First recognized as a disease in 1981, AIDS now ranks high among the world's most urgent public health problems. AIDS is currently the fifth leading cause of death among adults between the ages of 25 and 44.(1) "Acquired Immune Deficiency Syndrome" is a severe depletion of the immune system that seriously weakens the body's defenses against infection. Death due to AIDS is not caused by the immune deficiency itself, but by infectious organisms that take advantage of the ravaged immune system. A normal, healthy immune system is fully able to fend off most of the diseases that kill people with AIDS.
Although infection by the HIV virus is the accepted cause of AIDS, HIV infection and AIDS are not one and the same. Just because someone tests "HIV positive," indicating their blood contains antibodies to the HIV virus, does not mean they have AIDS. People may not show symptoms of AIDS for many years following initial infection by HIV.
The HIV virus is transmitted from person to person by direct contact with blood or body fluids such as lymph, semen, and vaginal secretions. Intimate sexual activity is the most common route of exposure to the virus. HIV is not spread through kissing or household contact such as sharing a drinking glass with an infected family member. Needle sharing among IV drug users is a major route of transmission. Pregnant women infected with HIV can pass the virus to their unborn babies. Exposure to infected blood or blood products in the health care setting is another possible means of infection, although this accounts for a very small number of AIDS cases.
Once it invades the body, the HIV virus enters the "T4 helper cells," white blood cells that coordinate the various cellular functions of the immune system. The virus then penetrates the T4 cell nucleus and commandeers the cell's DNA, instructing it to make copies of the virus. In effect, HIV turns the T4 cells into virus-making factories. Eventually these cells are destroyed, leaving the immune system crippled. The HIV infected person now has AIDS.

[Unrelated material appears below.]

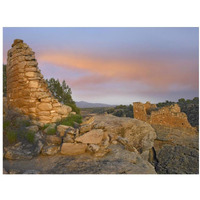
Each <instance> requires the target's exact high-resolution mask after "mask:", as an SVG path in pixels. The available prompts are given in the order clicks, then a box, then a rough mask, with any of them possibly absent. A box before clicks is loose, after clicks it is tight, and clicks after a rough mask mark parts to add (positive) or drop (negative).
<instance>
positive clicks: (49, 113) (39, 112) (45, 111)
mask: <svg viewBox="0 0 200 200" xmlns="http://www.w3.org/2000/svg"><path fill="white" fill-rule="evenodd" d="M37 114H38V115H39V116H49V115H50V111H39V112H38V113H37Z"/></svg>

In order to be diagnosed with AIDS, an HIV positive individual must have either: 1) Less than 200 T4 cells per cubic millimeter of blood (In a healthy person the T4 count ranges from 650 to 1200), or 2) One of a list of additional clinical conditions that includes: candidiasis, invasive cervical cancer, CMV virus disease, histoplasmosis, mycobacterium infection, recurrent pneumonia, salmonella bacteria infection, and wasting syndrome due to HIV. People with AIDS may also be inflicted with a rare form of cancer called Kaposi's sarcoma.